This function uses ffprobe to determine the types of streams present in a given media file (e.g., audio, video).
- Parameters:
file_path (str) – The path to the media file.
- Returns:
A set containing the stream types found in the file.
- Return type:
set
- multivoice.stt_dir.find_best_audio_file(directory)[source]
Find the best audio file in a directory.
This function searches for suitable audio files in a directory, prioritizing those that contain only audio streams.
- Parameters:
directory (str) – The path to the directory to search.
- Returns:
The path to the best audio file found, or None if none were found.
- Return type:
str or None
- multivoice.stt_dir.find_deepest_directories(root_directory)[source]
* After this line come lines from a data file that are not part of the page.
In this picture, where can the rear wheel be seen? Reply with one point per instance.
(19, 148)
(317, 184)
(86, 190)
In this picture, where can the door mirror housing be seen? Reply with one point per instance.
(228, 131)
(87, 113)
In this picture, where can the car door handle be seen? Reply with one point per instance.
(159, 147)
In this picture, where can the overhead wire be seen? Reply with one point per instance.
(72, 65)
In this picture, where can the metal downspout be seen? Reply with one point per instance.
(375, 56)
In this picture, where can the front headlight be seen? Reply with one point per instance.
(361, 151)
Find all the deepest directories in a given root directory.
This function traverses the directory tree and collects paths to all directories that do not contain any subdirectories (i.e., the deepest ones).
- Parameters:
root_directory (str) – The path to the root directory.
- Returns:
A list of paths to the deepest directories.
- Return type:
list
- multivoice.stt_dir.main()[source]
Main function for processing audio files in a directory.
This function parses command line arguments, sets up logging, finds the deepest directories in the specified top-level directory, and processes each of them.
- multivoice.stt_dir.parse_arguments()[source]
Parse command line arguments for directory processing.
This function sets up the argument parser and defines all possible options that the user can specify when running the script from the command line.
- Returns:
An object containing all parsed arguments as attributes.
- Return type:
argparse.Namespace
- multivoice.stt_dir.process_directory(dir_path, dest_dir, args)[source]
Process a directory containing media files.
This function finds the best audio file in the given directory and processes it using the multivoice command-line tool.
- Parameters:
dir_path (str) – The path to the directory to process.
dest_dir (str) – The destination output directory for processed files.
args (argparse.Namespace) – The parsed command line arguments.